Samsung Electronics' production line in Pyeongtaek, Gyeonggi Province / Courtesy of Samsung Electronics
Asset management firms are accelerating the launch of semiconductor-themed exchange-traded funds (ETFs) while aggressively increasing exposure to the country’s two largest chipmakers, Samsung Electronics and SK hynix, amid the recent KOSPI rally driven largely by optimism over soaring global demand for artificial intelligence (AI) chips, industry officials and market analysts said Monday.
The trend is fueling concerns that ETFs, originally intended to provide diversified investment exposure, are becoming increasingly concentrated in the two tech giants. Market watchers warned that excessive reliance on semiconductor stocks could amplify volatility in the broader domestic equity market.
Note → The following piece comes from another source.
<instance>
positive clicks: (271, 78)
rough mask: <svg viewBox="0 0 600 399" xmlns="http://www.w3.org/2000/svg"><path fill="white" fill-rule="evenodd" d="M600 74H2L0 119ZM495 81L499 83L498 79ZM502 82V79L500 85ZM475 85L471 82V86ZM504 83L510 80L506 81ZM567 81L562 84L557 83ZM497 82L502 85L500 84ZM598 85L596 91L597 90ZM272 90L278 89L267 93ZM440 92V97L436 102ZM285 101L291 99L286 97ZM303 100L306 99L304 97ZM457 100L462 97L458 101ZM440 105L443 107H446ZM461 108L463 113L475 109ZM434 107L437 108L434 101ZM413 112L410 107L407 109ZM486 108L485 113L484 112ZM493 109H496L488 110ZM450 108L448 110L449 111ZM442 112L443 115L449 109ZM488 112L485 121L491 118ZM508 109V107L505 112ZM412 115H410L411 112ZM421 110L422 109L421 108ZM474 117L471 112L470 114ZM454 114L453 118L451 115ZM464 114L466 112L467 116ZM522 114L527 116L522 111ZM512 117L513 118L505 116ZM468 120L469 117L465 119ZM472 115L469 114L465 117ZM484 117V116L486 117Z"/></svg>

Samsung Asset Management recently revamped its “KODEX AI Semiconductor” ETF by increasing the maximum weighting of Samsung Electronics and SK hynix to 25 percent each. The previous cap for individual holdings had been around 20 percent.
The asset manager also streamlined the portfolio by reducing the number of constituent stocks from 24 to about 15.
Data from ETF Check, a platform operated by Korea Securities Computer Corp., showed that 391 out of 1,107 domestic ETFs held Samsung Electronics, while 386 products included SK hynix.
The figures indicate that about one-third of all locally listed ETFs currently contain at least one of the two semiconductor giants.
The concentration of the two companies within ETF portfolios has also intensified. Among the 391 ETFs holding Samsung Electronics, 59 products allocate more than 30 percent of their assets to the stock.
In addition, reflecting the strong momentum in chip stocks, asset managers have increasingly incorporated terms such as “AI” and “Semiconductor” into ETF names to highlight strategies centered on the chipmakers.
Market watchers said the trend runs counter to the fundamental purpose of ETFs, which is to reduce risk through diversification across a broad range of assets.